Être aujourd'hui nomade en Mongolie.
Mais ce nomadisme traditionnel avait beaucoup de
limites. Sans soins vétérinaires, sans stabulation
à la mauvaise saison, sans constitution de réserves
de fourrage, sans aménagements particuliers de points
d'eau hors d'un réseau hydrographique naturel clairsemé
et capricieux, le très bas niveau technique de l'élevage,
qui se ramenait au choix empirique (d'ailleurs fort
important et généralement judicieux) des types de
pâturages en fonction du bétail élevé et des saisons,
entraînait des pertes importantes en produits de
grande valeur, tels les laines et les cuirs, en
même temps que des pertes brutales causées parmi
le cheptel par des intempéries et des épizooties;
les unes et les autres incontrôlables dans ces conditions.
Aujourd'hui, le nomadisme proprement dit, qui englobait
et déterminait la totalité des activités rurales,
se substitue de plus en plus à une organisation
de l'élevage. Dans ce système, les rotations périodiques
sur des trajets extensifs conservent une grande
importance, mais on voit apparaître également une
stabulation hivernale en rapide développement, et
la spécialisation des troupeaux pour l'utilisation
plus intensive de types de pâturages correspondants.

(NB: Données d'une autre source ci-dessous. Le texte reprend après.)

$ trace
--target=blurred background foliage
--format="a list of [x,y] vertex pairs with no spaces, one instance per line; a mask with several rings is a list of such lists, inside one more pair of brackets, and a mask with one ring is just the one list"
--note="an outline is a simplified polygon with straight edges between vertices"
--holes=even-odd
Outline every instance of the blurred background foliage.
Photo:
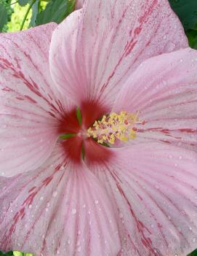
[[[75,3],[76,0],[0,0],[0,32],[18,31],[51,21],[60,23],[74,10]],[[169,0],[169,3],[183,25],[190,47],[197,49],[197,0]],[[0,251],[3,255],[33,256]],[[197,256],[197,251],[188,256]]]

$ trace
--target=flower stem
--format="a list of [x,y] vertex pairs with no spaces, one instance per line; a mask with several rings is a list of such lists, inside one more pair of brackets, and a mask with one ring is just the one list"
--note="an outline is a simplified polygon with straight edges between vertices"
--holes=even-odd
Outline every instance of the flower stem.
[[33,5],[35,4],[36,1],[36,0],[33,0],[32,2],[31,2],[31,4],[30,4],[30,5],[29,5],[29,7],[28,7],[28,9],[27,9],[27,12],[26,12],[26,13],[25,13],[25,15],[24,18],[23,18],[22,24],[21,24],[21,26],[20,26],[20,31],[23,30],[23,26],[24,26],[24,24],[25,24],[25,20],[26,20],[26,19],[27,19],[27,17],[28,17],[28,13],[29,13],[29,12],[30,12],[31,7],[33,7]]

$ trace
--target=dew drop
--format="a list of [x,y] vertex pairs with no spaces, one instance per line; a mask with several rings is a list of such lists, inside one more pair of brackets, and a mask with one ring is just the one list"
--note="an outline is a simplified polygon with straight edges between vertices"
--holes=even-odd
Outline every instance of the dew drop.
[[52,193],[52,196],[53,196],[54,198],[55,198],[55,197],[57,196],[57,191],[55,191],[55,192]]
[[77,251],[78,251],[78,252],[81,252],[81,247],[79,247],[77,248]]
[[121,212],[120,212],[120,214],[119,214],[119,217],[120,217],[121,219],[123,218],[123,214],[122,214]]
[[97,200],[95,200],[95,204],[98,204],[98,201],[97,201]]
[[72,214],[75,215],[76,214],[76,209],[72,209]]

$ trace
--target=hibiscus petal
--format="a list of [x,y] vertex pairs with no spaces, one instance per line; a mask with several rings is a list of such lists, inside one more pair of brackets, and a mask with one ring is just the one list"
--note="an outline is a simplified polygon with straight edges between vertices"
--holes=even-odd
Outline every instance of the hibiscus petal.
[[119,218],[124,256],[185,256],[197,247],[197,155],[158,143],[111,150],[92,166]]
[[[150,69],[151,67],[151,69]],[[187,48],[145,61],[118,94],[113,111],[140,111],[137,139],[196,150],[197,51]]]
[[57,139],[61,98],[50,88],[48,60],[55,27],[0,35],[0,175],[37,168]]
[[167,0],[89,0],[55,31],[50,69],[58,88],[79,104],[97,99],[112,106],[143,60],[188,45]]
[[1,249],[38,256],[114,256],[119,252],[105,188],[85,165],[69,162],[61,147],[33,172],[6,183],[1,179]]
[[77,9],[82,8],[84,3],[84,0],[76,0],[75,9]]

La politique mongole consiste à réduire progressivement
les déplacements des troupeaux en sélectionnant
les races qui conviennent le mieux aux différentes
régions, en créant des cultures fourragères pour
la nourriture d'hiver, en utilisant rationnellement
les pâturages. Ce nomadisme restreint au cadre de
l'annak (district) permet l'organisation de centres
médicaux, vétérinaires, scolaires et postaux.